Éric Duhaime abonde dans le même sens.
“Je pense qu’au Québec, présentement, il y a une crise énergétique. On a besoin davantage d’énergie. Nous, on est pour l’exploitation de nos ressources et davantage d’énergie. Cela étant dit, ça ne peut pas se faire contre la volonté des citoyens localement. On le voit qu’en matière d’éoliennes, particulièrement le projet ici dans la région, il y a des grandes réserves d’une part importante de la population et je pense qu’il faut les écouter. Ultimement, c’est eux qui vont vivre avec les conséquences, autant les conséquences positives que négatives, c’est-à-dire les désavantages d’avoir ce type d’installation-là dans votre région, dans votre municipalité, que le fait de pouvoir aussi bénéficier ultimement de redevances. Je pense que les gens doivent être bien renseignés, qu’ils doivent s’exprimer, et ultimement, il faut respecter le choix démocratique des gens.”
Trois-Rivières
Cofondateur de la distillerie Mariana, Jonathan Couturier possède un bac en économie et une maîtrise en affaires publiques. Originaire de la Gaspésie, il réside maintenant à Batiscan où il est travailleur autonome en électromécanique. Ses racines libertariennes l’ont fait pencher vers le PCQ pour mener son action politique.
“Je pensais jamais un jour être là à défendre mes idées, mais j’ai toujours voulu le faire, par contre”, a-t-il lancé avant d’énoncer ses priorités pour la circonscription. “Ici, à Trois-Rivières, je vais me concentrer sur des missions, la sécurité, l’accès au logement, la construction, les parcs industriels, l’industrie lourde. Ce sont des choses qui m’intéressent. Le port de Trois-Rivières, qui est très important, qui a beaucoup de potentiel, ce sont des priorités à Trois-Rivières. Au niveau national, ce sont des buts plus philosophiques, qui sont plus conservateurs, avec un esprit de liberté.”
Jonathan Couturier dénonce les problèmes que les entreprises rencontrent en lien avec la bureaucratie et la taille de l’état.

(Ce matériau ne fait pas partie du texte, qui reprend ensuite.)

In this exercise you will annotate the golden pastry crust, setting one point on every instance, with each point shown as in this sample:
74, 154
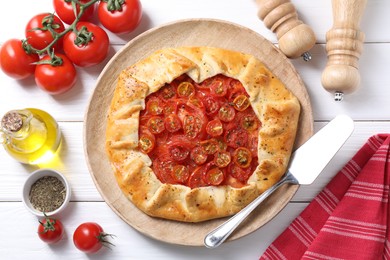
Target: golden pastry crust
275, 106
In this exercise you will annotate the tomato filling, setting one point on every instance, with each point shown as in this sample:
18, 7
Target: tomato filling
202, 134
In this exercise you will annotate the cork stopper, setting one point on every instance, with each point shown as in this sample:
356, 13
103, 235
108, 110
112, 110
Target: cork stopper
12, 122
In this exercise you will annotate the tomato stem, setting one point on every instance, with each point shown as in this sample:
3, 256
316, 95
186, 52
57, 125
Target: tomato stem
102, 239
48, 24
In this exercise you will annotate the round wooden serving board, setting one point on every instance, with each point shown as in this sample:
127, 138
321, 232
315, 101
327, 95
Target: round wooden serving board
198, 32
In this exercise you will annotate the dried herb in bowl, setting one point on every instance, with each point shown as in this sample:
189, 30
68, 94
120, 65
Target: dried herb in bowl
47, 194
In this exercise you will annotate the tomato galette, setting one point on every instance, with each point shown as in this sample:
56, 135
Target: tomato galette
196, 133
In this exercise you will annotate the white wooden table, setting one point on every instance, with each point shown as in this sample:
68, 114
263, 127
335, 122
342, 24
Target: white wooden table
369, 107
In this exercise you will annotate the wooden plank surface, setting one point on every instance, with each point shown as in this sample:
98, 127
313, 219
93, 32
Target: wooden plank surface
369, 106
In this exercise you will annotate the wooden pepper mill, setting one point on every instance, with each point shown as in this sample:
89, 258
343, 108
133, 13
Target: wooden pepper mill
344, 45
280, 16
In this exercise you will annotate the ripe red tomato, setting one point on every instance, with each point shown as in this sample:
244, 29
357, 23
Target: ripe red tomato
65, 11
89, 237
120, 21
56, 79
50, 230
14, 60
38, 34
90, 53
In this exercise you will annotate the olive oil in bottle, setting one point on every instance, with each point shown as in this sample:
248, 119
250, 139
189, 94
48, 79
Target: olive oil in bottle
30, 135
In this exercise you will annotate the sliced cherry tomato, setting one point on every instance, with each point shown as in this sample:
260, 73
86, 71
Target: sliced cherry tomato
210, 145
180, 173
185, 89
214, 128
218, 88
198, 155
38, 33
179, 153
241, 174
226, 113
214, 176
170, 107
242, 157
222, 159
86, 53
249, 122
236, 138
146, 142
154, 106
15, 61
253, 144
121, 20
56, 79
195, 101
64, 10
222, 146
196, 178
192, 126
211, 105
167, 92
241, 102
156, 125
172, 123
163, 170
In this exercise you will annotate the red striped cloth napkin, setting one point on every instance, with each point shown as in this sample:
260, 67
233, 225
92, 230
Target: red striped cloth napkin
349, 218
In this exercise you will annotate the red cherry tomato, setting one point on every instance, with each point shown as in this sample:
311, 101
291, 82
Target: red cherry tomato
180, 173
56, 79
156, 125
249, 122
241, 174
146, 142
236, 138
167, 92
214, 176
38, 33
241, 102
226, 113
65, 11
164, 170
85, 54
196, 178
222, 159
214, 127
14, 60
198, 155
218, 88
50, 230
185, 89
89, 237
154, 106
121, 21
242, 157
178, 153
172, 123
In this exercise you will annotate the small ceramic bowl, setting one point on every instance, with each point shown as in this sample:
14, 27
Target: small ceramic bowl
34, 176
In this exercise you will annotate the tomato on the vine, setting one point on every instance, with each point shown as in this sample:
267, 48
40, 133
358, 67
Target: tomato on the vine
89, 237
38, 32
50, 230
15, 61
55, 79
124, 20
64, 10
84, 49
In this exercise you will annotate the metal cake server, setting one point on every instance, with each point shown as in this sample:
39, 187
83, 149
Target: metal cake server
306, 164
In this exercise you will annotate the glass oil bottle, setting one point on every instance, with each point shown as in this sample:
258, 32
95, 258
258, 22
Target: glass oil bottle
30, 135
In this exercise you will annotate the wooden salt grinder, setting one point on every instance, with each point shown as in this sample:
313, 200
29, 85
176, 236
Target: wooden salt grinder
344, 45
280, 16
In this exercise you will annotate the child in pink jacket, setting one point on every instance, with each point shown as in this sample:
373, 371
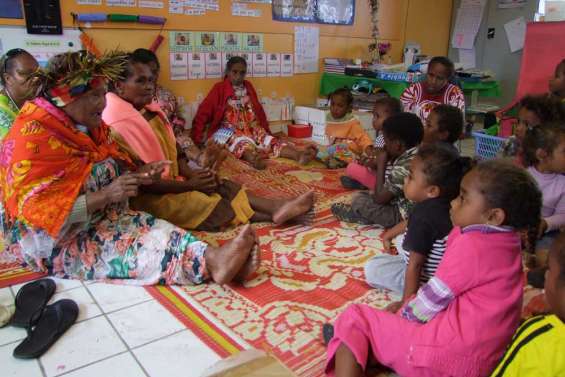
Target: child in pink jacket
459, 323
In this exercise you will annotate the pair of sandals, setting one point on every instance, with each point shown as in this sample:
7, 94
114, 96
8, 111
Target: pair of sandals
44, 323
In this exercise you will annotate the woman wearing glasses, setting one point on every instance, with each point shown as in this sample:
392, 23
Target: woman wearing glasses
15, 67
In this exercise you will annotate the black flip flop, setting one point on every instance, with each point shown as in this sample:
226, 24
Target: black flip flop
31, 298
327, 332
53, 321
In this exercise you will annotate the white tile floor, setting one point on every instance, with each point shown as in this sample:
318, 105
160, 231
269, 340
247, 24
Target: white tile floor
121, 331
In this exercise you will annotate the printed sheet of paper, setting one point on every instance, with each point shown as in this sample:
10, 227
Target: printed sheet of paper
176, 6
516, 33
213, 5
89, 2
273, 65
306, 49
505, 4
252, 42
196, 66
239, 9
180, 41
227, 55
213, 65
287, 65
151, 4
468, 58
467, 23
207, 41
231, 41
178, 65
259, 64
121, 3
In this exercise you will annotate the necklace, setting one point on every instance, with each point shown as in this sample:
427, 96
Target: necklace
10, 97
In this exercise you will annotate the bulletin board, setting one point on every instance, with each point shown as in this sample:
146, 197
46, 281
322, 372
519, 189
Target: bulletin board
344, 41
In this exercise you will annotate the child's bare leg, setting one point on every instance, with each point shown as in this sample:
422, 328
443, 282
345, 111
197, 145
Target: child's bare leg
254, 159
225, 262
281, 210
302, 156
345, 363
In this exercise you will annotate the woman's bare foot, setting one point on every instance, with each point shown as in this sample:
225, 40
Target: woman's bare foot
251, 265
294, 208
307, 155
255, 159
225, 262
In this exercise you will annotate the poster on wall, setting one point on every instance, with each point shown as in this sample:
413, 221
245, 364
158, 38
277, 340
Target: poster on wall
294, 11
178, 65
213, 65
339, 12
196, 66
207, 41
43, 16
287, 65
306, 49
259, 64
252, 42
231, 41
11, 9
180, 41
273, 65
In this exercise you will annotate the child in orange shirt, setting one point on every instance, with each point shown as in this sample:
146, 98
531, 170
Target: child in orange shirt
344, 130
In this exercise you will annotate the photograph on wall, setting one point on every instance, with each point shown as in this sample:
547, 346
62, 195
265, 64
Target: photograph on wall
252, 42
207, 41
294, 11
11, 9
180, 41
231, 41
259, 64
178, 65
213, 65
43, 17
340, 12
287, 65
227, 55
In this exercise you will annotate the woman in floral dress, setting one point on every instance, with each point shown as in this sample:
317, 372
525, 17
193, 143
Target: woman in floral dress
65, 188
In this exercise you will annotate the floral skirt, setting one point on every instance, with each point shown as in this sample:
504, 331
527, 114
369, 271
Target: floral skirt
130, 248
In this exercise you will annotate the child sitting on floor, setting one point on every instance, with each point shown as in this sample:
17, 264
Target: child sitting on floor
537, 347
433, 182
533, 111
420, 98
359, 175
387, 206
544, 155
557, 83
461, 320
347, 137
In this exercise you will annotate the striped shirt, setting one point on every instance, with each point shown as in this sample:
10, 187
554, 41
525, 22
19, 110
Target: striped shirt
429, 225
537, 349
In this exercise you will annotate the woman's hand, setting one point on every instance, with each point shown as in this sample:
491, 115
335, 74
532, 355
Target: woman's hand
122, 188
394, 306
152, 171
202, 180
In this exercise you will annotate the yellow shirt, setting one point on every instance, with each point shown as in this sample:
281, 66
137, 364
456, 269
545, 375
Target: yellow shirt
537, 350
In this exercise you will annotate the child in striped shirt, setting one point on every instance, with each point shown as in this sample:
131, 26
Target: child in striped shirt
435, 174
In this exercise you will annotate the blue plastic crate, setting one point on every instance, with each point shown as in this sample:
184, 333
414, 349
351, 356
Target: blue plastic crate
486, 146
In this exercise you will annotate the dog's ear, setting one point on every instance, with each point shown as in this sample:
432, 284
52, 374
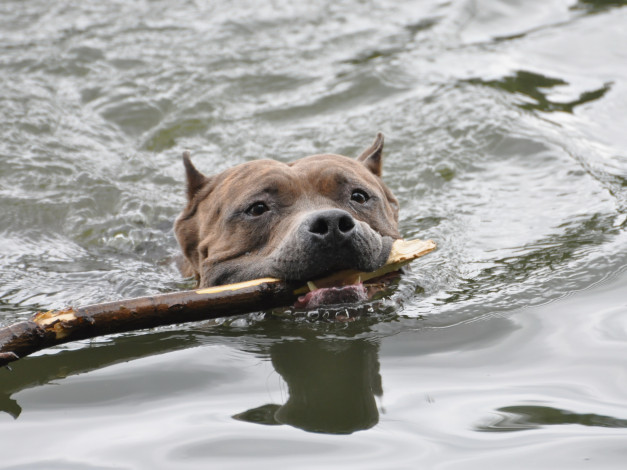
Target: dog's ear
195, 179
372, 157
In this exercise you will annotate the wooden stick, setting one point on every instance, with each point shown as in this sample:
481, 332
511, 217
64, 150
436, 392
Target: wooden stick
46, 329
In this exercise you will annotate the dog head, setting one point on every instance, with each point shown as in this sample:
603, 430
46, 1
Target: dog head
297, 221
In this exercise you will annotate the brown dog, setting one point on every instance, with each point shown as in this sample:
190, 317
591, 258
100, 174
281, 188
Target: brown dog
297, 221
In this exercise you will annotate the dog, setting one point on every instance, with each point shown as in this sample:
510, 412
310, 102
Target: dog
295, 221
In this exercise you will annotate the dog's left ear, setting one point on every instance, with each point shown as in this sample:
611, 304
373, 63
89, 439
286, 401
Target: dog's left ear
372, 157
195, 179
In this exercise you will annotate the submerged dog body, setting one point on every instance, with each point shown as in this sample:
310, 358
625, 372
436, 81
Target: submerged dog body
297, 221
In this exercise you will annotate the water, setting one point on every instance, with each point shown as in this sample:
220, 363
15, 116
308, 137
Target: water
505, 142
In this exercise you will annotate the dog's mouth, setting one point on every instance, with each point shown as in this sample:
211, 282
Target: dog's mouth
343, 294
324, 296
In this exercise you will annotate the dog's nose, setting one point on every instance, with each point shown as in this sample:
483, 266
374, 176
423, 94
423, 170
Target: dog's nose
331, 225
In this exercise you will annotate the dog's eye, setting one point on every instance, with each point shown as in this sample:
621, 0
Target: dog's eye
359, 196
257, 208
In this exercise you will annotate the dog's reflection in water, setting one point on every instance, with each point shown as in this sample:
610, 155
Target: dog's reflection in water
332, 384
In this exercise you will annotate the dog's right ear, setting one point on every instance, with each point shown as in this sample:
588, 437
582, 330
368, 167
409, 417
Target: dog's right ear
195, 179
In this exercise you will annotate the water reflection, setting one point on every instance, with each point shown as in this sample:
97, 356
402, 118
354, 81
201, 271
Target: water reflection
332, 385
536, 88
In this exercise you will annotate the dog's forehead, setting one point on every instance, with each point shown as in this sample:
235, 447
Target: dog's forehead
331, 167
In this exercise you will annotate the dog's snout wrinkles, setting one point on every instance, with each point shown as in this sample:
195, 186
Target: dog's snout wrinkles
331, 225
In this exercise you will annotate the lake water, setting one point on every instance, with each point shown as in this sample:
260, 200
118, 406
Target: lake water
506, 143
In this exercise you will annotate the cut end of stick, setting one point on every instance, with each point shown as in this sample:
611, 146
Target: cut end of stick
402, 253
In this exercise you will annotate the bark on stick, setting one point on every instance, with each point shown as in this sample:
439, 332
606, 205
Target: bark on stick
46, 329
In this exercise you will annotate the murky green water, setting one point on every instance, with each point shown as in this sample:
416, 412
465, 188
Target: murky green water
506, 138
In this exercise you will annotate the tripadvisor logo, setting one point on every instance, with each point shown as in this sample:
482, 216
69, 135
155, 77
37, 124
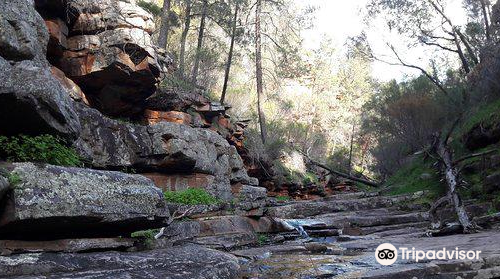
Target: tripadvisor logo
387, 254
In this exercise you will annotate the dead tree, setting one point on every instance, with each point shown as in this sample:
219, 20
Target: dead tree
441, 151
175, 216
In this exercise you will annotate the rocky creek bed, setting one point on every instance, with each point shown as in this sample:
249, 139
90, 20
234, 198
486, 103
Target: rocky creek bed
341, 242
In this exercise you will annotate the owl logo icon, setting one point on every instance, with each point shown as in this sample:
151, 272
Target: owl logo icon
386, 254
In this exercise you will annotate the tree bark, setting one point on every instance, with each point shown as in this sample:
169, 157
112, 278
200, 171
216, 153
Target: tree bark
185, 31
451, 177
463, 59
351, 149
258, 70
194, 75
163, 36
484, 9
230, 56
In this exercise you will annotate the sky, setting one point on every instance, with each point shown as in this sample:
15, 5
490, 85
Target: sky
340, 19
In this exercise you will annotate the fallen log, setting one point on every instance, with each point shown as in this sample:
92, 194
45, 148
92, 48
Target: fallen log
341, 174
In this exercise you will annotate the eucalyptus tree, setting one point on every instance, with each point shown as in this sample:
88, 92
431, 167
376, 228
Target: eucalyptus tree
428, 23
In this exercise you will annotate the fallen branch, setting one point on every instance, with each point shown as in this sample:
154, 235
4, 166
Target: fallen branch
474, 156
341, 174
451, 173
175, 216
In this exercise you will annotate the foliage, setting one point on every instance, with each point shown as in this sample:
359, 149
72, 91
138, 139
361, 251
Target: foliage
14, 179
416, 176
44, 148
192, 196
403, 115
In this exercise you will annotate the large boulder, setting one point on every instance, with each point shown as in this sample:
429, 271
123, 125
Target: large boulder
176, 99
184, 262
32, 101
167, 148
53, 202
106, 48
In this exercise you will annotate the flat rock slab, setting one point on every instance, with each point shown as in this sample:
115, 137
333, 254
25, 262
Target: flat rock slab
8, 247
52, 202
185, 262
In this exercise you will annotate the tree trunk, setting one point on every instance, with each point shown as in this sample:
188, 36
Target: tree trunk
185, 31
467, 45
484, 9
463, 59
163, 36
194, 75
230, 56
258, 71
451, 177
456, 32
351, 149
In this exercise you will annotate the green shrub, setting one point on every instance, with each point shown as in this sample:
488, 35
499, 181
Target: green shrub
14, 179
409, 179
192, 196
487, 115
44, 148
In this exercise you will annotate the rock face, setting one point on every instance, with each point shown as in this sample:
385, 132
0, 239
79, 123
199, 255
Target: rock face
31, 99
107, 50
166, 148
186, 262
64, 202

“Il faudrait toujours mettre de l’avant la croissance économique plutôt que d’essayer de tirer des revenus de l’état à court terme. Je comprends qu’on essaie de pédaler, qu’on essaie de trouver des revenus pour subvenir aux missions principales de l’état qui sont, au Québec, on a choisi l’éducation et la santé, mais il ne faut pas oublier qu’à long terme, il faut toujours viser une croissance pour pouvoir de plus en plus soutenir les besoins en éducation et en santé, que ce soit pour les gens qui arrivent ici au Québec ou que ce soit pour nos enfants, nos petits-enfants.”
Il a déjà hâte de mener sa campagne et d’aller à la rencontre des électeurs et électrices.
“Vous allez me voir prochainement. Je suis quelqu’un de différent. Je suis un petit électromécanicien qui n’a jamais été aussi bien habillé, d’ailleurs!”, a-t-il blagué. “Je suis vraiment fier d’être là. Je vais défendre mes idées. Pour moi, j’ai déjà gagné dans ma tête de pouvoir exprimer mes idées conservatrices.”
C’est donc M. Couturier qui affrontera la candidate de la CAQ dans Trois-Rivières, la première ministre sortante, Christine Fréchette.
“Je pense que c’est important d’avoir une candidature de haut niveau contre la première ministre, parce qu’elle ne mérite pas de se faire réélire”, affirme Éric Duhaime.